Each speakText() call increments requestGeneration
In-flight API requests are aborted via AbortController
When a response arrives, it checks if its generation matches current — stale responses are silently discarded
Any currently playing audio is stopped before the new one starts

This means you can scrub through a game quickly without audio piling up or playing out of order.

Provider API Details

ElevenLabs

Model: eleven_turbo_v2_5 (fast, good quality)
Default voice: Adam (pNInz6obpgDQGcFmaJgB)
Voice settings: stability 0.5, similarity_boost 0.75, style 0.0, speaker_boost on
Audio format: MP3 (audio/mpeg)

Google Cloud

API: Cloud Text-to-Speech v1
Voice type: WaveNet (neural)
Audio format: MP3 (audio/mpeg)
Voice selection: Automatic per language + gender (male/female setting)

KittenTTS

Model: nano (~25MB, downloads from HuggingFace on first run)
Server: Flask HTTP on localhost:8192
Audio format: WAV (audio/wav)
Voices: 8 expressive voices (expr-voice-2 through expr-voice-5, male and female)
Inference: PyTorch CPU, configurable thread count

OpenTTS

Server: Docker container on localhost:5500
Image: synesthesiam/opentts:en (~1.5GB)
Engines: Larynx, Coqui-TTS, MaryTTS, Festival, eSpeak
Audio format: WAV (audio/wav)

System TTS

API: Web Speech API (speechSynthesis)
Voices: OS-dependent
Audio format: Direct playback (no file)

Writing TTS-Friendly Annotations

These guidelines produce the best spoken narration:

SAN in comments

Use standard SAN notation. The preprocessor expands it:

"After 7.Nf3, White controls e5" -> “After 7, Knight f3, White controls e5”
"The Bg5 pins the knight" -> “The Bishop g5 pins the knight”

Annotation symbols

The NAG glyph (!, ??, !?, etc.) generates spoken quality words automatically. Don’t duplicate them in the comment:

Bad: ?? {BLUNDER. A terrible move...} (TTS says “Blunder. Blunder. A terrible move”)
Good: ?? {A terrible move...} (TTS says “Blunder. A terrible move”)

Move number dots

Standard PGN notation works: 6...Bf5. The preprocessor converts dots to commas for natural pauses instead of “dot dot dot.”

Periods for pacing

Periods create natural TTS pauses. Use them between distinct ideas:

{Doubled isolated e-pawns. The f-file is ripped open. The position is strategically won.}

Arrows and circles

[%cal ...] and [%csl ...] tags are stripped from audio automatically. Use them freely for visual annotations without affecting narration.

Compatibility

This feature is purely additive. When TTS is disabled (the default), the app behaves identically to upstream En Croissant. No existing functionality is modified.

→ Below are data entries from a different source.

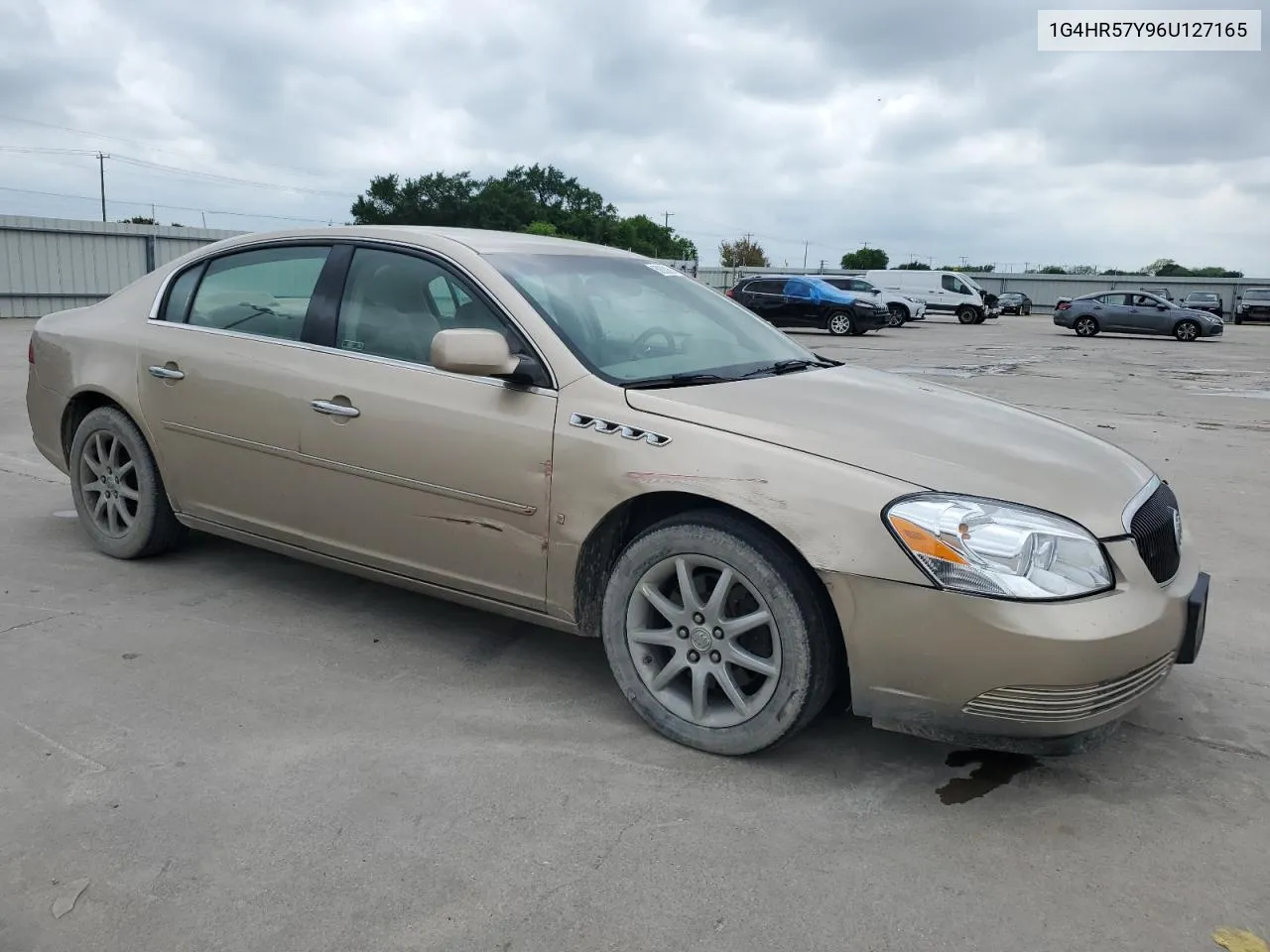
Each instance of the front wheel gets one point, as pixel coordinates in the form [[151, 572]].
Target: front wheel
[[1086, 326], [839, 324], [118, 493], [714, 638]]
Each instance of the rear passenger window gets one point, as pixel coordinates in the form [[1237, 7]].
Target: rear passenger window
[[177, 304], [263, 293]]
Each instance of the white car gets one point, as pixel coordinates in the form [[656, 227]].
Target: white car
[[902, 307]]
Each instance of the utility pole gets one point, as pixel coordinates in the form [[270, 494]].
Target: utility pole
[[100, 168]]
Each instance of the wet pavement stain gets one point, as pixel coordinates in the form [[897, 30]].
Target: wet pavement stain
[[994, 770]]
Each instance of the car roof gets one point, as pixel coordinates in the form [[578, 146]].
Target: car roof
[[479, 240]]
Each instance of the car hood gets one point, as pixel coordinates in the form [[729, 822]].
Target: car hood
[[922, 433]]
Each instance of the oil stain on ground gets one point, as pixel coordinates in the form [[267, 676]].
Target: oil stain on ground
[[994, 770]]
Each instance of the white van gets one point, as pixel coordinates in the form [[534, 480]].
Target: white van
[[944, 293]]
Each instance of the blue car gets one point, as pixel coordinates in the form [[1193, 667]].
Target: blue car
[[810, 302]]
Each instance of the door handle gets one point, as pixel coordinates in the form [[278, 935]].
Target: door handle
[[325, 407]]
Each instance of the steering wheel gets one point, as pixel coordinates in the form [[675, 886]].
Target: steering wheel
[[642, 340]]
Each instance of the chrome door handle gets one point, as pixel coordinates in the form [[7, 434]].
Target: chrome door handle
[[325, 407]]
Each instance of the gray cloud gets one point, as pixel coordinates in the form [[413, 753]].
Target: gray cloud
[[919, 126]]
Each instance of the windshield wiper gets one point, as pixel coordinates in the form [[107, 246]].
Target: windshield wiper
[[798, 363], [677, 380]]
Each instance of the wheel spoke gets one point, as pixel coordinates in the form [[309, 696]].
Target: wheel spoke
[[699, 685], [672, 670], [666, 607], [714, 607], [751, 661], [733, 627], [688, 593], [722, 676], [665, 638]]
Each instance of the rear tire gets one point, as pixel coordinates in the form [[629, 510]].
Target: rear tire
[[118, 493], [839, 324], [666, 651]]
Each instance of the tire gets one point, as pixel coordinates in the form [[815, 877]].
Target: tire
[[126, 515], [798, 647], [1187, 330], [839, 324]]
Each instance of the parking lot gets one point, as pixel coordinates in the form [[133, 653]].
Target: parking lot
[[223, 749]]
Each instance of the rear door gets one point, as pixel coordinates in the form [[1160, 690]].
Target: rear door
[[222, 376], [439, 476]]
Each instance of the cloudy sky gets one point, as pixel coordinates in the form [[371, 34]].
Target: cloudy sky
[[925, 128]]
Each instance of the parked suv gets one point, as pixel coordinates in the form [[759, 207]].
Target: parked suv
[[808, 301], [1203, 301], [1254, 306], [902, 307]]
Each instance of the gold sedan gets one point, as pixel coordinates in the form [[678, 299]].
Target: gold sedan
[[583, 438]]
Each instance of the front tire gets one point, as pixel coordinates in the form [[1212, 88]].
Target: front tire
[[1187, 330], [839, 324], [118, 493], [714, 638]]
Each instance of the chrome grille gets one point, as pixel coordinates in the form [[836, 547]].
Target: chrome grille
[[1044, 703], [1156, 534]]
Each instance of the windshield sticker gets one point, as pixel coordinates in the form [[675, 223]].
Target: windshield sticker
[[663, 270]]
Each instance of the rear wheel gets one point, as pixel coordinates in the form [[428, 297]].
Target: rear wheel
[[714, 638], [118, 493], [839, 324]]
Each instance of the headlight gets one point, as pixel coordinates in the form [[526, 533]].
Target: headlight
[[980, 547]]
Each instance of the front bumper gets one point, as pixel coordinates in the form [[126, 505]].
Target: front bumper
[[928, 660]]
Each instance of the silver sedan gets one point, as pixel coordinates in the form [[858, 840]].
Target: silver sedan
[[1134, 312]]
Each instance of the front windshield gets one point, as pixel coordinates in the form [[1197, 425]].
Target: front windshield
[[631, 320]]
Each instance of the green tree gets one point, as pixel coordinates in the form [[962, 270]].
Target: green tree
[[540, 199], [744, 252], [865, 259]]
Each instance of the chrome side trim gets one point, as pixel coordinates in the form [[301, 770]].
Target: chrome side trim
[[625, 430], [1134, 504], [432, 489]]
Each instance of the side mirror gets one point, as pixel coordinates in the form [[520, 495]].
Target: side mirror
[[474, 352]]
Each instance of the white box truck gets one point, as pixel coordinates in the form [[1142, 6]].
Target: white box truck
[[944, 293]]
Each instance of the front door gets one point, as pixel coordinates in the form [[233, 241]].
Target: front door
[[434, 475], [222, 377]]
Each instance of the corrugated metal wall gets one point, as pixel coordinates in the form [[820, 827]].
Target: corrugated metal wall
[[53, 264]]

The TTS atoms persist to localStorage, so settings survive app restarts. The audio cache is in-memory only and clears on restart.

License

Same as En Croissant: GPL-3.0.

Note on audio licensing: ElevenLabs audio cannot be bundled with redistributed builds (TOS non-sublicensable vs GPL-3.0). Google Cloud audio CAN be bundled (customer retains all IP rights on output). KittenTTS, OpenTTS, and System TTS audio have no redistribution restrictions.